否定したいのに、何も言えなくなっていた。
「否定しないんだね。ああ、良かった。今日も見つからなかったらどうしようと思った」
怯える椿を押えつけハンスは胸ポケットから錠剤を取り出し、それを口に含めた。
「いやっ! 放して!!……っ」
ようやく我にかえり暴れ出した椿は唇を塞がれた。
口を塞がれた苦しみ、口の中に転がる異物が溶けていくのを感じる。
甘いようで、苦い不気味なものが口に広がり、反射的に椿はごくりと飲み込んでしまった。
ようやく解放され椿はハンスから逃げ出そうとした。
しかし、男の力には叶わずなかなか抜け出すことは難しかった。
そうしているうちに椿は意識が薄れて行くのを感じた。
薄れる意識の中、ヴィルヘルムの姿を追い求めた。しかし、ここには彼はいない。
「……ヴィルさ、ま」
彼を頼ってはいけない、彼に迷惑をかけたくないと思うのに、それでもヴィルヘルムの名を呟いた。

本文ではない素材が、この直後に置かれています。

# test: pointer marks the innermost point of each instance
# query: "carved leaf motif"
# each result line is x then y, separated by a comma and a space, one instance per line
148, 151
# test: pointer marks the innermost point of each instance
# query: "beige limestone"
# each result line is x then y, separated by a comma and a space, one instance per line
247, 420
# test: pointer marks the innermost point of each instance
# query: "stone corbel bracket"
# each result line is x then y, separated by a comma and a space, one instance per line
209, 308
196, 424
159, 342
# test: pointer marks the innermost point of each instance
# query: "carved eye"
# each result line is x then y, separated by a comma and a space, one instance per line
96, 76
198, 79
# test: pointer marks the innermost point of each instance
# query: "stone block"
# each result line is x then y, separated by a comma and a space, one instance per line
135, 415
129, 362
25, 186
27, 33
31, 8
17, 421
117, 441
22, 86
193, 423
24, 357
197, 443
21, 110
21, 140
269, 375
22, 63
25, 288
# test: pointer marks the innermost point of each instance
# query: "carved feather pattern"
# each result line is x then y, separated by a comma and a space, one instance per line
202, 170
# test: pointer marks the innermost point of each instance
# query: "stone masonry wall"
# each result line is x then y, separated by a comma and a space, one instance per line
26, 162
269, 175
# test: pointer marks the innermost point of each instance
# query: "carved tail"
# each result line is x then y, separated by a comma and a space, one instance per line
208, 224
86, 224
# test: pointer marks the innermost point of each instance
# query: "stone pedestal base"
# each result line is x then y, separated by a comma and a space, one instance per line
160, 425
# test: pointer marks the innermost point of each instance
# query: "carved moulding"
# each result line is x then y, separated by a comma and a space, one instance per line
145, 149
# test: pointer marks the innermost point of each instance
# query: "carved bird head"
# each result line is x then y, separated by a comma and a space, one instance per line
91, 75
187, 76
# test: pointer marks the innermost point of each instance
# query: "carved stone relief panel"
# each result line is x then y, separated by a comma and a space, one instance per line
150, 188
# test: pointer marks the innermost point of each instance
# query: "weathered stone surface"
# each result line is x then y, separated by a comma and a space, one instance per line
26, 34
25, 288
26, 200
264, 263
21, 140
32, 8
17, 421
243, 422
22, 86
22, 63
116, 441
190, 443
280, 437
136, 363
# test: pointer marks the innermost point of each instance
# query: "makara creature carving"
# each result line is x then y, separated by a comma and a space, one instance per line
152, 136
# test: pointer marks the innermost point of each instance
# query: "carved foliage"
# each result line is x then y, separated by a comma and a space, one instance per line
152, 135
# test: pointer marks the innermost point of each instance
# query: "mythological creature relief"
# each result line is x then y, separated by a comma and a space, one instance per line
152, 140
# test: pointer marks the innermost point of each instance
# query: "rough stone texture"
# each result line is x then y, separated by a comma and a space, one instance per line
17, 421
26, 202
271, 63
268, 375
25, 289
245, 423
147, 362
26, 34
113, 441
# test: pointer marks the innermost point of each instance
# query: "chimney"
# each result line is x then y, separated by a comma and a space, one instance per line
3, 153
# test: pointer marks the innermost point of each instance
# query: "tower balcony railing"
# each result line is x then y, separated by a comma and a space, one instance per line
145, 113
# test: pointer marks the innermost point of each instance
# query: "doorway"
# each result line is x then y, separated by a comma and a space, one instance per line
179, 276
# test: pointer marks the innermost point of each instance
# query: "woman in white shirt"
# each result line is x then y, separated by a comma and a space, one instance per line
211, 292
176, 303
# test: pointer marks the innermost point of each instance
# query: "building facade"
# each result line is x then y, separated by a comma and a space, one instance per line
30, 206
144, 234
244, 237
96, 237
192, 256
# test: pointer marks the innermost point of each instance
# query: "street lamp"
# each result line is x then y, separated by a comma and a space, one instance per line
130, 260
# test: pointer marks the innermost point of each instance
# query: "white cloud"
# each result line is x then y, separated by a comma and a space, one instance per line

薬のおかげで寝静まった椿をハンスは嬉しそうに眺めた。
そして、髪をぐしゃぐしゃに撫でた。
「ああ、嬉しい。やっと見つけた。やっと……本当にいたんだね、【魔女】は」
無邪気に、楽しげに、ハンスは笑った。
◆◆◆
ヴィルヘルムは館中を探していた。
どこにもいない椿を追い求めて庭へ出た。
さっき通りすがりの貴族の話を思い出した。
「窓から外を眺めていたら、黒髪の女の子が石段の方へ走っているのが見えたよ」
すぐにヴィルヘルムは石段の上へいき、落ちているものを見つけた。
赤い花、椿の髪飾りだ。
椿と同じ名の花で、彼女に似合うと思い無意識に購入したもの。
それが贈られた時、椿は嬉しそうに微笑んでいた。
「椿……」
名を呼んでも、返事はない。
冷たい風だけが、石段を吹き抜けていった。